好きな本や映画・音楽についての感想を綴ったブログです。

星野之宣『ヤマトの火』★★

ヤマトの火 (MF文庫)
『竜の柩』を読んで、古代史に興味を持った僕は、そこら辺に強い友人(id:D16)に、オススメの関連本を聞いてみることに。
そこで薦められたのが星野之宣邪馬台国卑弥呼の謎に挑んだ『ヤマタイカ』。ちょうど、諸星大二郎星野之宣という流れを想定していた*1ので、渡りに船とばかりに、その話に飛びついた。・・・のだが、最寄の本屋には『ヤマタイカ』がなかったため、仕方なくプロローグ的な作品であるこちらを手に取った。
僕は、この人の作品は宇宙ものの短編しか読んだことがなかったのだが、絵が上手い*2だけあって、シチュエーションなど関係なく読ませる。『竜の柩』『暗黒神話』とは、ややタイプが異なり、あまり突飛な論理は無く、淡々と話が進む。しかし、「プロローグ的な作品」というのは物は言いようで、実は、この本の最大の特徴は「未完」であること。amazon評を見ても、未完であることに対する不満がボロボロ出ている。続きは『ヤマタイカ』を見てくれということらしい。結局、ヤマタイカを読むしかないか。
〜〜〜〜
『竜の柩』『暗黒神話』と共通する点は、古代史を解釈するガイド役と聞き手の役がいること。
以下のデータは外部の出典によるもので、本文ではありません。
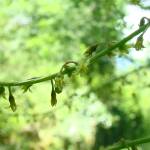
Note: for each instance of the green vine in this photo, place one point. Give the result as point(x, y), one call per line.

これによって、読者は「聞き手」に自己を重ねあわせやすくなり、話に入り込める。
反対に、物語そのものを扱った『ナムジ』では、解釈するガイド役は、あくまで安彦良和(作者)。そして作者が作品中に顔を出すことなどほとんどないから、実際には「ガイド」は為されず、「分かっている読者」はついていけても、一見さんはお断り、ということになってしまう。
特に難しい話題では、対話形式というのは非常に有効だなあと感じた。

*1:彼らは同時代に活躍した漫画家。Wikiの解説を読むと親友のようだ。

*2:諸星大二郎は、決して下手ではないけれども、本人は、「親友」星野之宣の作画を見て嫉妬しなかったのだろうか。